Bleiben wir noch einen Moment beim DIR-Befehl. Soll nicht das aktuelle Laufwerk angezeigt werden, zum Beispiel
DIR c:<ENTER>
für das Laufwerk C:. Leerzeichen sind stetz dort nötig, wo sie in den Beispielen vorgesehen sind, in diesem Falle zwischen DIR und C:. Eine weitere Möglichkeit ist das Listen einer Gruppe von Files.
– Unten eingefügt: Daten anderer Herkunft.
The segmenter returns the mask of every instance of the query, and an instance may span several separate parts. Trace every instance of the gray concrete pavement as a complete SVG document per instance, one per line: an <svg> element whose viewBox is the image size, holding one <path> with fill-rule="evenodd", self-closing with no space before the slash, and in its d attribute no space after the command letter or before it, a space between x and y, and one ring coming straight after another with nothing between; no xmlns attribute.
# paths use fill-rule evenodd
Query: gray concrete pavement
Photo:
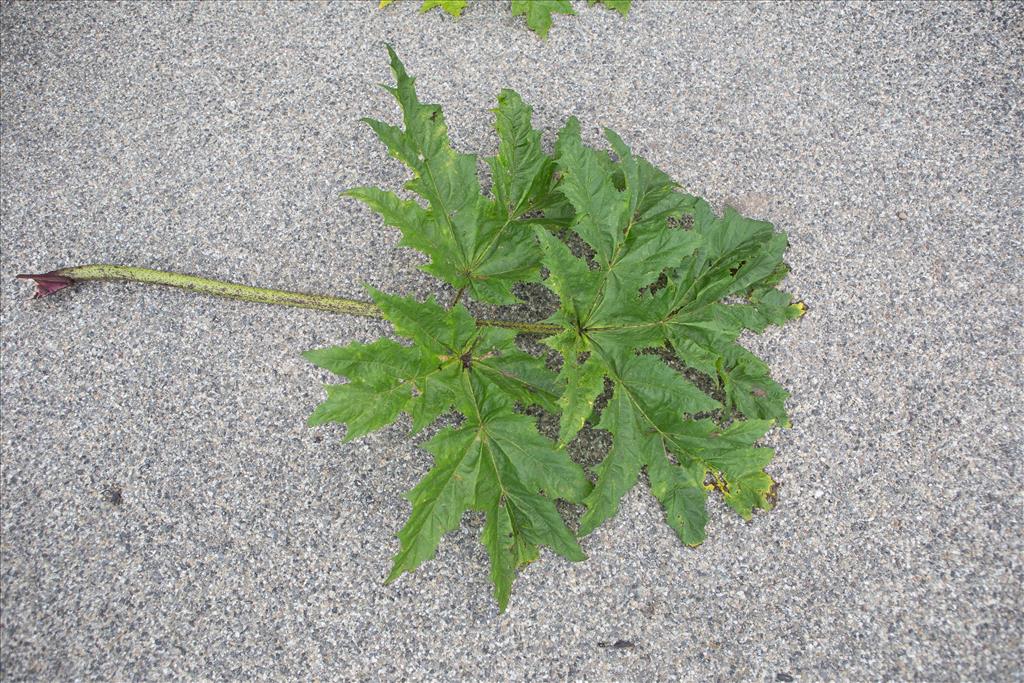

Haben Sie zum Bsp. eine Textdatei geschrieben, deren Namen Sie vergessen haben (und warum sollte es Ihnen anders gehen als mir), und die Diskette ist voller Dateien: Hier wäre es möglich, sich alle Dateien vom Typ TXT
auflisten zu lassen, und zwar mit
DIR *.txt<ENTER>
Der Stern ist ein sogenannter Jocker (oder Wildcard), ebenso wie das Fragezeichen. Ein Stern steht für einen beliebigen Namen oder eine beliebige Erweiterung (bzw. deren Rest), während das Fragezeichen für einen einzelnen beliebigen Buchstaben eingesetzt werden kann:
Einige Beispiele:
a*.* alle Dateien, die mit a beginnen
pit.* alle Dateien für Pit
M??er.txt alle Textdateien für beliebig geschriebene Meiers
*.do? alle Dokumentattionen, egal ob doc oder dok
*.* alle Dateien
Die Joker haben nicht nur in Verbindung mit dem DIR-Befehl Bedeutung, sondern können überall verwendet werden, wo keine eindeutigen Dateibezeichnungen gefordert sind. Trotzdem darf man beim Löschen getrost etwas vorsichtig sein. Wer das Inhaltsverzeichnis seiner Diskette schwarz auf weiß mit nach Hause nehmen will, kann auch den Drucker zuschalten, der die Bildschirmanzeige mitdruckt.
Beispiel:
<CTRL><P>
dir
<CTRL><P>
Befinden sich sehr viele Dateien im Verzeichnis, so paßt die Anzeige nicht auf den Bildschirm. Dafür hält der DIR-Befehl zwei Schalter bereit:
dir/p Anzeige seitenweise (für page), nach 23 Zeilen wird angehalten und auf Tastendruck gewartet.
dir/w Ausgabe in fünf Spalten, dafür entfallen Dateigröße und Datum.